XOM Options Traders, Analysts Remain Optimistic
Exxon has seen roughly 26,000 calls change hands so far today, compared to fewer than 6,200 puts. According to Trade-Alert, one speculator likely bought to open 10,000 January 2019 100-strike calls for $0.38 apiece, or $380,000 total ($0.38 x 100 shares per contract x 10K contracts). The calls will move into the money if XOM stock topples $100 -- nearly three-year-high territory -- by January 2019 options expiration.
XOM was last seen 0.6% higher at $76.75, meaning the stock would need to rally close to 31% in order to topple breakeven of $100.38 (strike plus premium paid). However, with LEAPS options, the buyer has well over a year for the trade to pan out.
Today's appetite for Exxon Mobil call options is nothing new, though. On the International Securities Exchange (ISE), Chicago Board Options Exchange (CBOE), and NASDAQ OMX PHLX (PHLX), speculators have bought to open 1.78 calls for every put during the past two weeks. This ratio is higher than 72% of all others from the past year, suggesting a bigger-than-usual bias for long calls over puts of late.
This, even as XOM stock has dropped roughly 15% in 2017, and touched an annual low of $76.21 just last week. Further, seven out of 18 analysts maintain "buy" or better ratings on the underperforming blue chip. Should
Exxon stock extend its recent downtrend, an unwinding of optimism among options traders or a flood of downgrades could exacerbate selling pressure on the shares.
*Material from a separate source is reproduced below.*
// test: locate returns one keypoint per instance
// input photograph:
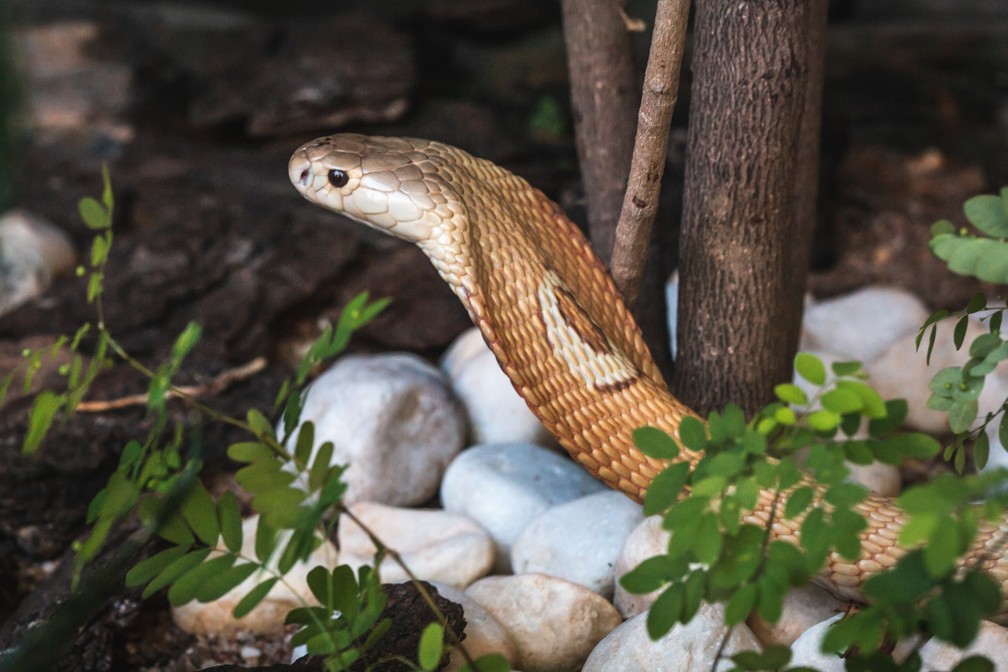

MPC September Calls Active
Meanwhile, MPC's calls are trading at three times the average intraday rate, with about 11,000 exchanged -- nearly four times the number of puts traded. The September 52.50 and 55.50 calls are most active, as Marathon Petroleum stock trades 1.2% higher at $51.74. Again, today's appetite for MPC calls is just more of the same, as the stock's 10-day ISE/CBOE/PHLX call/put volume ratio of 3.54 stands higher than nearly two-thirds of all other readings from the past year.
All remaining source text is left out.